NEW YORK — The U.S. stock market is back to setting records.
After treading water for most of March and April, stocks are nudging deeper into record territory and are closing in on milestones with lots of zeros attached to them. The Dow Jones industrial average is within 53 points of 17,000 while the Standard & Poor’s 500 is just shy of 2,000 after rising 6 percent this year.
A harsh winter in the U.S. that hobbled growth made investors cautious. There were also worries about the conflict in Ukraine and slowing growth in China, the world’s second-biggest economy.

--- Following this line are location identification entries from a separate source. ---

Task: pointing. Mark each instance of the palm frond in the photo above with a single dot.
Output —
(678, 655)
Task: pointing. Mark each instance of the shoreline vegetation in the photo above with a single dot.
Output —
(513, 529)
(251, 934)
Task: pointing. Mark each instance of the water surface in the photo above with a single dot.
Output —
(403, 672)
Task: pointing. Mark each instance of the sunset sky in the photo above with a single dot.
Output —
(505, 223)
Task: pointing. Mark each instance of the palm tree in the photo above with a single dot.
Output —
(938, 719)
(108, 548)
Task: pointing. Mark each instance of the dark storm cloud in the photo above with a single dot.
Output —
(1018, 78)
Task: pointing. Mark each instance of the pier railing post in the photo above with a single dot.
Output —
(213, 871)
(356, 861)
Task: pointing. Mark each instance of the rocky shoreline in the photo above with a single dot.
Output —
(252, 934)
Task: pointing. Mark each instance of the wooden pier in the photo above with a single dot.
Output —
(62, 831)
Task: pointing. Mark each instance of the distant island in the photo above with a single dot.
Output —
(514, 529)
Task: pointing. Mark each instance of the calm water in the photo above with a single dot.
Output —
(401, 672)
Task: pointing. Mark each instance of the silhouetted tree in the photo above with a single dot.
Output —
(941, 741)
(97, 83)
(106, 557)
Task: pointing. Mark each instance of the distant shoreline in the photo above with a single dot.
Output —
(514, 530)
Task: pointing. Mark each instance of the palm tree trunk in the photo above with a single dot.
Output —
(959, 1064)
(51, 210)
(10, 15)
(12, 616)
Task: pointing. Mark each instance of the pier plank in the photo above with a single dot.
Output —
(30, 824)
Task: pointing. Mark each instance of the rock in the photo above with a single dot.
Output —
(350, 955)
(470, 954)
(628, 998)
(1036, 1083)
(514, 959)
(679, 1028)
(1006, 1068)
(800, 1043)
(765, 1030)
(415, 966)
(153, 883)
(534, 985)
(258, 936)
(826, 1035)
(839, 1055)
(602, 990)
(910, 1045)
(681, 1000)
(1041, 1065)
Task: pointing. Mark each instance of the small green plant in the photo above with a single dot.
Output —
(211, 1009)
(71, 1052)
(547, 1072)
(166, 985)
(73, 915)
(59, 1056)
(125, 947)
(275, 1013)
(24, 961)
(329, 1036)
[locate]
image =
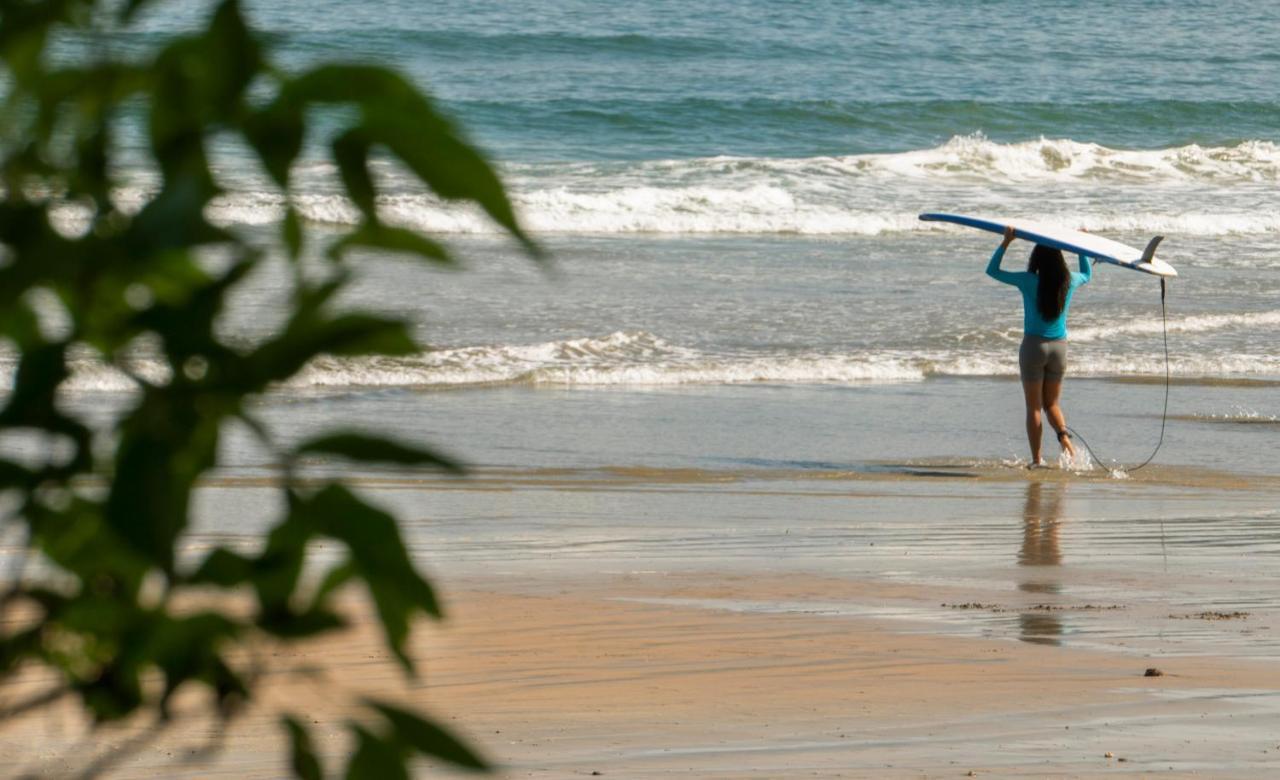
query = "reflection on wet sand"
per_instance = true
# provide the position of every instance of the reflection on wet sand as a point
(1042, 514)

But now the economy appears to be on track again, and investors are rediscovering their appetite for stocks.
While 17,000 would be the first 1,000-point marker crested this year, the Dow had two in 2013. It closed above 15,000 for the first time on May 7, then above 16,000 on Nov. 21, during a year when the blue-chip index rocketed 27 percent.
That double milestone was a long time coming, though. The Dow had finished above 14,000 six years earlier, in July 2007, just before the Great Recession.
In 2014, here are some of the factors driving stocks toward new milestones:
Recent good news on manufacturing and hiring has boosted confidence in the economy.
Manufacturing is expanding at a healthy pace, and the service industry continues to grow, according to surveys released by the Institute for Supply Management earlier this month.
U.S. employers added 217,000 jobs to their payrolls in May, the fourth consecutive month of solid job gains. The number of Americans filing for unemployment benefits has also dropped close to the levels seen before the recession began in December 2007.
More jobs should put more money into consumers’ pockets. That leads to greater demand and greater investment by companies, creating a virtuous circle, says Brad Sorensen, director of market and sector research for Charles Schwab.